The report shows that the Department does not know precisely how many accounts were opened and incentives claimed without the knowledge of the account holders. The DfES is seeking to determine the extent of this problem through detailed investigations and learner surveys. As at 1 August 2002, about 700 providers (out of a total of almost 9,000) were being checked. 133 of these, who had been paid a total of about £67 million, are being investigated by the Department’s Special Investigations Unit; 98 of the 133 had been referred to the police. Because of the volume and complexity of the police investigations, it may be two years before the full cost of fraud and abuse will be known.

The ILA scheme, introduced in September 2000, attracted much more interest than the Department expected, with some 2.6 million accounts being opened and expenditure amounting to some £273 million (against a budget of £199 million). About 65 per cent of all learning was IT-related. Half of the learning booked (for which data is available) was entry level training or level 1 qualifications. ILAs were a universal scheme to support lifelong learning for all.
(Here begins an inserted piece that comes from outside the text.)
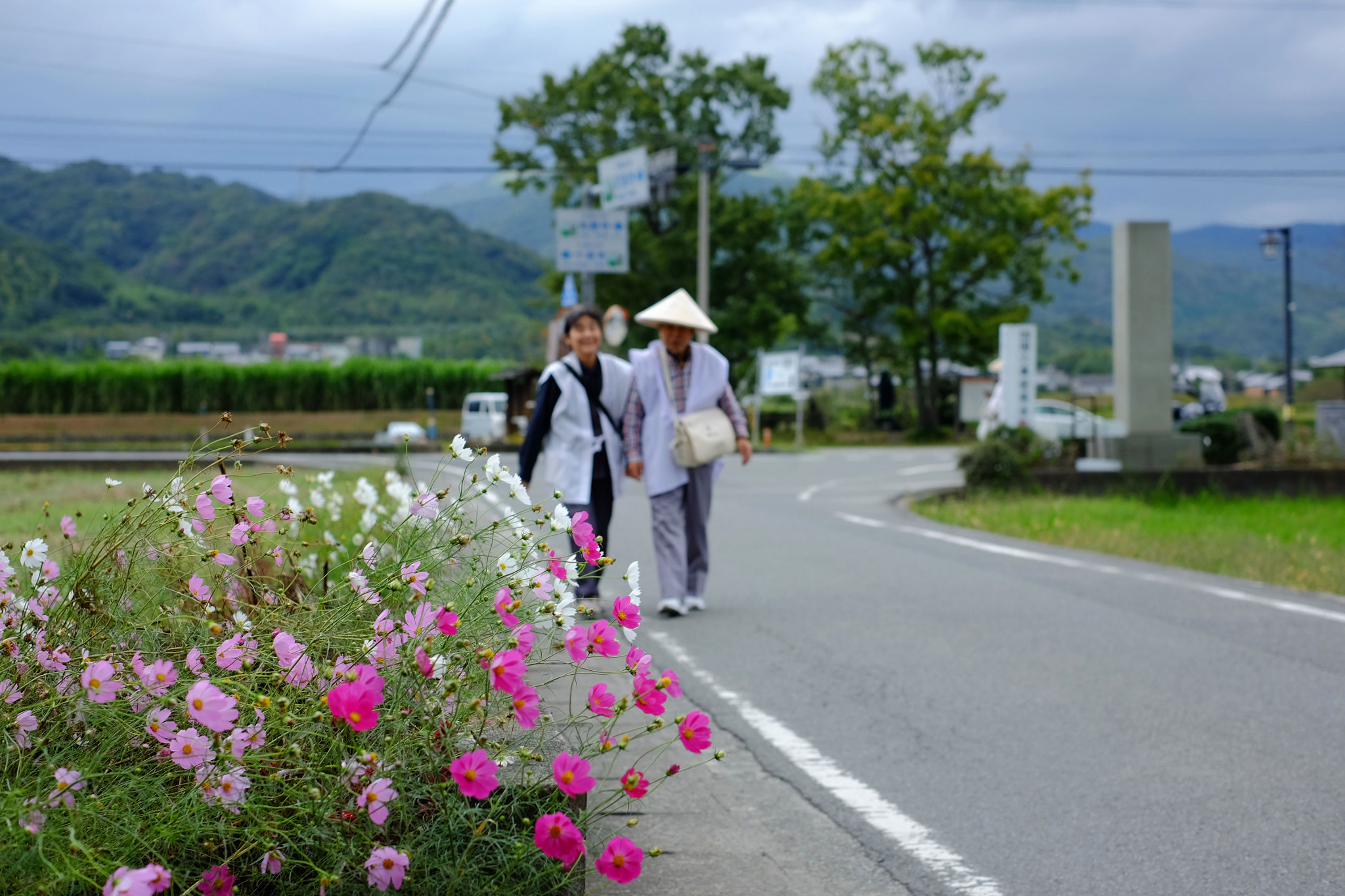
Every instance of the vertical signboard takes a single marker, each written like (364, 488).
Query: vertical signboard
(1019, 375)
(592, 241)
Some nine per cent of learners were young people with no qualifications, but many had A-levels or equivalent and a quarter were graduates.

The NAO point out that the Department was under pressure to agree the contract with Capita quickly. Instead of a risk-sharing partnership, the relationship the Department built with Capita was more like that with a contractor and most of the risks, in effect, remained with the Department. The Department excluded Capita from membership of the Project Board because its presence would restrict open discussions of policy. In the NAO’s view, this was a major factor that resulted in Capita having to act as a contractor bound by the terms and conditions of the contract, executing decisions made by the Department, rather than working together to develop and operate the scheme as it would have preferred to do.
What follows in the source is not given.